Find the geodesic and normal curvatures of a surface

Question

For the surface $\sigma(u,v)= (\frac{\cos v}{\cosh u}, \frac{\sin v}{\cosh u}, \tanh u)$, compute the geodesic curvature and the normal curvature of:

(i) a meridian $v$ = constant,

(ii) a parallel $u$ = constant.

Which of these curves are geodesics?

I know that a meridian is a geodesic and its geodesic curvature $\kappa_g = 0$.

From the textbook, the normal curvature $\kappa_n = \gamma''·N$ and the geodesic curvature $\kappa_g = \gamma'' · (N \times \gamma')$, where $N$ is the unit normal of the surface, and $\gamma$ is a unit-speed curve in $\mathbb{R}^3$.
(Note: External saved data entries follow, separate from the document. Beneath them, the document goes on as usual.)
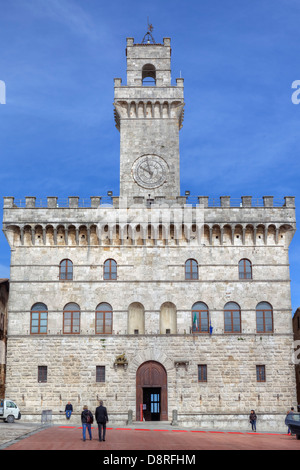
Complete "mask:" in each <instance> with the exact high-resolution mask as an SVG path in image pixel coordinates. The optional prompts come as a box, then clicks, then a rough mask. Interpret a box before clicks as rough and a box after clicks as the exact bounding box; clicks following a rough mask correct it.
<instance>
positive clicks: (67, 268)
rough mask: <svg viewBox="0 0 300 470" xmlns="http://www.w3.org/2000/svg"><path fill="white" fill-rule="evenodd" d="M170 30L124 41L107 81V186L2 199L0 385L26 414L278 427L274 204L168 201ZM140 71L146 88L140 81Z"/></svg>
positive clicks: (275, 278)
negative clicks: (2, 346) (126, 55)
mask: <svg viewBox="0 0 300 470" xmlns="http://www.w3.org/2000/svg"><path fill="white" fill-rule="evenodd" d="M170 53H171V49H170V39H169V38H167V39H164V41H163V43H162V44H155V43H153V42H151V43H150V44H144V43H142V44H135V43H134V40H133V39H132V38H129V39H127V85H122V81H121V79H115V102H114V106H115V121H116V127H117V128H118V130H119V131H120V142H121V150H120V163H121V164H120V168H121V170H120V195H119V196H118V197H112V198H111V200H109V201H108V200H107V198H101V197H100V196H99V197H96V196H93V197H91V200H90V203H89V204H86V203H84V202H82V201H81V200H80V199H79V198H78V197H69V199H68V203H67V204H61V202H60V201H58V199H57V198H56V197H49V198H47V201H45V203H44V204H40V203H39V204H37V200H36V198H35V197H27V198H26V201H25V206H21V205H18V204H16V201H15V200H14V198H13V197H5V198H4V218H3V230H4V233H5V235H6V238H7V240H8V243H9V245H10V246H11V249H12V251H11V279H10V299H9V321H8V350H7V380H6V394H7V396H9V397H10V398H11V399H14V400H16V402H17V403H18V405H19V407H20V408H21V412H22V416H24V419H35V418H36V415H40V413H41V410H43V409H51V410H52V412H53V415H54V416H55V417H56V418H57V419H59V418H61V415H60V411H61V410H63V409H64V405H65V403H66V402H67V401H71V402H72V404H73V407H74V410H75V416H74V419H76V414H77V413H79V412H80V411H81V409H82V406H83V405H84V404H88V406H89V407H91V408H92V409H93V408H94V407H96V405H97V403H98V400H99V399H103V400H104V401H105V404H106V405H107V407H108V410H109V414H110V417H111V421H112V422H121V423H124V422H126V420H127V419H128V413H129V412H132V414H133V419H134V420H140V419H142V414H143V418H144V419H146V420H162V421H172V419H173V420H174V419H175V416H176V419H177V420H178V422H179V423H182V424H186V425H189V424H190V425H196V424H197V425H202V426H209V427H212V426H213V427H216V428H217V427H220V426H222V427H224V426H231V427H233V426H234V427H235V428H237V427H238V428H240V429H242V428H243V427H246V428H247V427H248V420H247V416H248V414H249V411H250V409H255V410H256V412H257V413H258V414H259V416H260V420H261V421H260V422H261V428H260V429H263V427H264V426H265V427H266V428H267V429H270V427H269V426H275V427H276V429H279V428H280V426H282V425H283V426H284V424H283V423H284V418H283V417H284V414H285V412H286V409H288V408H289V407H290V406H291V405H292V404H295V403H296V387H295V374H294V367H293V365H292V364H291V360H290V357H291V350H292V346H293V328H292V315H291V300H290V276H289V257H288V249H289V244H290V242H291V240H292V237H293V234H294V232H295V204H294V202H295V201H294V198H293V197H285V198H284V201H283V202H282V203H281V204H277V201H274V199H273V198H272V197H270V196H268V197H264V198H263V199H262V200H261V201H259V202H257V201H256V200H254V199H253V198H251V197H249V196H243V197H241V199H240V200H239V201H235V200H231V198H230V197H227V196H224V197H220V200H219V201H217V203H216V201H211V200H210V198H209V197H206V196H199V197H197V198H191V197H187V196H181V195H180V189H179V182H180V179H179V176H180V175H179V131H180V128H181V126H182V122H183V107H184V98H183V79H181V78H180V79H177V81H176V85H175V86H174V85H171V80H170ZM147 79H149V80H150V81H152V83H150V84H149V83H146V81H147Z"/></svg>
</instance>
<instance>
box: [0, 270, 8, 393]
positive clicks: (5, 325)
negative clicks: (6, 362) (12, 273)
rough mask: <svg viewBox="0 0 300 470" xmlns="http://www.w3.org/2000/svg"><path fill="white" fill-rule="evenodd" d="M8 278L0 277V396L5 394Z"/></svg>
mask: <svg viewBox="0 0 300 470" xmlns="http://www.w3.org/2000/svg"><path fill="white" fill-rule="evenodd" d="M8 293H9V280H8V279H2V278H1V279H0V398H1V397H4V396H5V372H6V336H7V306H8Z"/></svg>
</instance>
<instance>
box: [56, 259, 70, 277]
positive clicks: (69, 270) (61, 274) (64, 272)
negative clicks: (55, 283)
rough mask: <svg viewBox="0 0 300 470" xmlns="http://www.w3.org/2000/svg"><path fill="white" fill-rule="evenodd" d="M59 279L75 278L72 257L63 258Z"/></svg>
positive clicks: (59, 267) (60, 264)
How can I find the $\gamma$ in the formula? Thanks!

Answer 1

By keeping $u$ or $v$ constant in the parametrisation $\sigma$ of the surface and keeping the other parameter "variable", you obtain the parametrisation of the coordinate lines.

For instance, to parametrise a meridian, keeping $v$ constant gives $$ \gamma(t) = \sigma(t, v_0) = \left(\frac{\cos v_0}{\cosh t}, \frac{\sin v_0}{\cosh t}, \tanh t\right). $$

In the same way, if you keep $u$ fixed and let the other parameter of $\sigma$ be the variable of the curve, you get parametrisations of the parallels.

Answer 2

Normal and geodesic curvature of curves on a surface can be computed using the following formulae: \begin{equation} k_n=\frac{q}{s'^2} \\ k_g=\frac{p}{s'^3} \end{equation} where \begin{equation} q=L_{11} u'^2+2 u' v' L_{12}+v'^2 L_{22} \\ p=\left[\Gamma_{11}^2 u'^3+(\Gamma_{22}^2-2 \Gamma_{12}^1) u' v'^2+(u' v''-u'' v')+(2 \Gamma_{12}^2-\Gamma_{11}^1)u'^2v'-\Gamma_{22}^1 v'^3\right] \sqrt{Det(g)} \end{equation} where $\Gamma_{jk}^i$ are the Christoffel symbols of the second kind, $L_{ij}$ the coefficient of the second fundamental form and g the first fundamental form. Independently of the case u=const or v=const, the product $u' v'$ are zero since or v is constant or u is constant. Thus, the above expressions reduce to: \begin{equation} q=L_{11} u'^2+v'^2 L_{22} \\ p=\left[\Gamma_{11}^2 u'^3-\Gamma_{22}^1 v'^3\right] \sqrt{Det(g)} \end{equation} In addition $s'=\sqrt{g_{11}u'^2+2 g_{12} u'v'+g_{22}v'^2}$ reduces to $s'=\sqrt{g_{11}u'^2+g_{22}v'^2}$. We can now consider the two cases.

1. v=const

In such a case we have \begin{equation} q=L_{11} u'^2 \\ p=\left[\Gamma_{11}^2 u'^3\right] \sqrt{Det(g)}\\ s'=\sqrt{g_{11}u'^2} \end{equation}

2. u =const

In such a case we have \begin{equation} q=v'^2 L_{22} \\ p=\left[-\Gamma_{22}^1 v'^3\right] \sqrt{Det(g)} s'=\sqrt{g_{22}v'^2} \end{equation} When computing the non zero coefficient of the first fundamental form for $\sigma$, we have $g_{11}=g_{22}=\rm sech^2(u)$, while non zero coefficient of the second fundamental form are $L_{11}=L_{22}=-\rm sech^2(u)$. When replacing these coefficient in the above expression we have 1. v=const \begin{equation} k_n=-1 \\ k_g=0 \end{equation} because $\Gamma_{11}^2=0$. Since the geodesic curvature is zero, the curve is a geodesic.

1. u=const \begin{equation} k_n=-1 \\ k_g=-\rm sech{(u_0)} \end{equation} where $u_0$ is the constant. The definition of normal and geodesic curvature in your textbook can be written in term of p and q for practical computation.